Hybrid Art (Richard Fishman, Visual Art, Rebecca Schneider, TAPS)
How do performance, object, and everyday life overlap and mutually define each other?  We will design and build situations/objects asking questions about the relational aspects of our practices. What is the significance of “endurance” or “duration” in relationship to artwork in various media? How does art impact the social spaces (public and private) that we inhabit or that define us.  These are only some of the questions that will provoke object-based and time-based experiments in hybrid art across the semester. 

Imagining Dance, Dancing Images (Jessica Berson, TAPS, visiting artist)
What happens when a three-dimensional, embodied, ephemeral art form encounters two-dimensional, durational space? This course explores intersections of dance and film, television, video, and digital media, looking at the ways that dance transforms and is transformed by these images.

meme Ensemble (Jacob Richman, Music)
An ensemble devoted to free improvisation with new media. Experimental approaches to sound and focused listening techniques are explored with acoustic instruments, live electronics, real-time video, together with networked improvisation, and more.
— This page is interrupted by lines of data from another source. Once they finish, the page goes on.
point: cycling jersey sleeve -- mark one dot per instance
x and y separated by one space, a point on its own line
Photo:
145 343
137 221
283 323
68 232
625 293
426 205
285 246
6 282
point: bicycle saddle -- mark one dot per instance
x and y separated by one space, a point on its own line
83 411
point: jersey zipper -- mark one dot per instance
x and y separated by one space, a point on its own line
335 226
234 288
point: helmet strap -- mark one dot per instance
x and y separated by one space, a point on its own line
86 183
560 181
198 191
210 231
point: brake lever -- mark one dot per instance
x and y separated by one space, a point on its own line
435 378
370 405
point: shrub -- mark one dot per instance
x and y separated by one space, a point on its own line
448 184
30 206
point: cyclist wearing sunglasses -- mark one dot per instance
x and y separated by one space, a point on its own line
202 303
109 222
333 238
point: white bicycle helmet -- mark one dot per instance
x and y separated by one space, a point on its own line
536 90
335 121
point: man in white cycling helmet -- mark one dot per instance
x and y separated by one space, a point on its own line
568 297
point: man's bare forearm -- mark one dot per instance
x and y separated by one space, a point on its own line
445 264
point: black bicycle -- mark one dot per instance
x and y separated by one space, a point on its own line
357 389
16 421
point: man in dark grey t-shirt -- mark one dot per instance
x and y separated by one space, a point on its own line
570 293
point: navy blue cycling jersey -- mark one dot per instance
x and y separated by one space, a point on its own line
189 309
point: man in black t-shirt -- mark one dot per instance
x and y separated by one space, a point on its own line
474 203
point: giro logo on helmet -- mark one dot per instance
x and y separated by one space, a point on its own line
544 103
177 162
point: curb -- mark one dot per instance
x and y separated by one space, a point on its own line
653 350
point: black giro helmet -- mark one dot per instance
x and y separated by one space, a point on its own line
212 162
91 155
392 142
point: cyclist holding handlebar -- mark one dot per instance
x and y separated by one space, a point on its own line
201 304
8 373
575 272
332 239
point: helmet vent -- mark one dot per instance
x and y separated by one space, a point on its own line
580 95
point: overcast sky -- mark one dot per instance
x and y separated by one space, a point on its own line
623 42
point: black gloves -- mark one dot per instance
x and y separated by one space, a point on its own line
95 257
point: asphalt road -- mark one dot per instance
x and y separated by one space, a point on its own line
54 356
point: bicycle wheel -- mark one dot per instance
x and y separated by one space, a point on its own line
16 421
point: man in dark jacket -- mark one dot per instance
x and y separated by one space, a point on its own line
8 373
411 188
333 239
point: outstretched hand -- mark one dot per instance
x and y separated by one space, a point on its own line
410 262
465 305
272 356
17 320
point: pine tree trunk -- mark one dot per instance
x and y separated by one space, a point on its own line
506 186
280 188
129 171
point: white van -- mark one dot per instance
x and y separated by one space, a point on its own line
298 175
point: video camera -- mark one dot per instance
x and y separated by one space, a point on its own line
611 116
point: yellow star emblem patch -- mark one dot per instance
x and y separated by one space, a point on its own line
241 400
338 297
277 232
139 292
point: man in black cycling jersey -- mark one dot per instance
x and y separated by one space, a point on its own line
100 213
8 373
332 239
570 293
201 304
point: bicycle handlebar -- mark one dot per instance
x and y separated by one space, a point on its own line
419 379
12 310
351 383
Narrative and Immersion (Todd Winkler, Music)
Narrative and Immersion is a production course examining the potentials for cinematic media installations. The course draws on techniques of narrative to establish engagement in immersive environments. Students will be introduced to cinematic concepts, interactive technologies, multi-channel video and surround sound environments.

New Genres: Time Deformations (Ed Osborn, Visual Art)
This studio course explores modes of electronic media by focusing on time as a primary material. Students will develop projects for specific sites and situations in response to assigned topics individually and in groups. Selected works in video, sound, performance, and online media that make innovative use of temporal strategies will be examined. Technical instruction will be incorporated as needed into the course. Work will be complimented by technical lectures and demos, readings and discussions, short assignments, and screenings.
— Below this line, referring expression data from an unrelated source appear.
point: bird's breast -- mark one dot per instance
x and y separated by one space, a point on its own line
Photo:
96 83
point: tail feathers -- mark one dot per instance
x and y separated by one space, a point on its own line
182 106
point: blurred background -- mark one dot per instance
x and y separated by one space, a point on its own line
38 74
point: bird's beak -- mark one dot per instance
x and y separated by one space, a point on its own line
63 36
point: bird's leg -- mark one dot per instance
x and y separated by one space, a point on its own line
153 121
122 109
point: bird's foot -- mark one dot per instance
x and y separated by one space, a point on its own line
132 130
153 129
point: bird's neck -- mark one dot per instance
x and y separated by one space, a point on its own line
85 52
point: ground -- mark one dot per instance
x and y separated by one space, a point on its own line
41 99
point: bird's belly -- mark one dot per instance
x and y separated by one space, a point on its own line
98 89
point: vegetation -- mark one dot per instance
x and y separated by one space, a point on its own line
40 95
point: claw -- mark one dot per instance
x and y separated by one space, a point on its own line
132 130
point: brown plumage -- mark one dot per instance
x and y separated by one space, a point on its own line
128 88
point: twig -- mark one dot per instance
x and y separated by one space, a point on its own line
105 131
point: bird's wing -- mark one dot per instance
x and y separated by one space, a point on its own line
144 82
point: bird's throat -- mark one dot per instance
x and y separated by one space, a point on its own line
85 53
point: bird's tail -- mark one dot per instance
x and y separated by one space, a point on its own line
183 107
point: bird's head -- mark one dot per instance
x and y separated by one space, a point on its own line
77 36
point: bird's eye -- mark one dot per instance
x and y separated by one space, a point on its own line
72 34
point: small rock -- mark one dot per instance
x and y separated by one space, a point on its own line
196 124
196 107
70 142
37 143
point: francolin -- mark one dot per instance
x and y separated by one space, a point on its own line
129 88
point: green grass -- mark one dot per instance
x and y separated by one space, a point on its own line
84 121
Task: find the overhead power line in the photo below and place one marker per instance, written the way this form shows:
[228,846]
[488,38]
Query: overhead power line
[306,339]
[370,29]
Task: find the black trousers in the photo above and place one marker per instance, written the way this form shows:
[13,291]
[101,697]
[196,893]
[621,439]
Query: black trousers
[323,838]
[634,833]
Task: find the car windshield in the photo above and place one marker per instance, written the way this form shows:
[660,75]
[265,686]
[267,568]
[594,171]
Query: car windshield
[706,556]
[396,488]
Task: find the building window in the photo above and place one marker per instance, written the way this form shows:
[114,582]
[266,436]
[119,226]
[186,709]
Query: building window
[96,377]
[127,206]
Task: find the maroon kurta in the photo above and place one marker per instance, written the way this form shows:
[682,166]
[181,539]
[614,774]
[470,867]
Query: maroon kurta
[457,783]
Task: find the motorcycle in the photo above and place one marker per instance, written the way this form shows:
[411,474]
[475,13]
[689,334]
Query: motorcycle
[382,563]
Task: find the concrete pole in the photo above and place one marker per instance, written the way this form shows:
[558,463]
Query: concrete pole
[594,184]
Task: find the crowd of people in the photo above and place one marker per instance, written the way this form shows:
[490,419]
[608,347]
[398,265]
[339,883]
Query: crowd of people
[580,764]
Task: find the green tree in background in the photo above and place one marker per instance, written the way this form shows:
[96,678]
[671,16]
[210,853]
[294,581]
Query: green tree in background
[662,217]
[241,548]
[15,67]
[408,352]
Recording Studio as Compositional Tool (Jim Moses, Music)
A study of advanced studio techniques taught in parallel with topics in psychoacoustics. Students will create original studio work while developing listening and technical skills for audio production. Technical topics include recording, signal processing and mixing software, microphone technique, and live sound engineering

Solo / Opera (Erik Ehn, TAPS)
A semester of performances/master classes featuring the work of invited guests, each a performer/practitioner in multi-media, multi-disciplinary solo performance. Ehn curates the series, moderates discussions, supervises reading lists, and assesses students.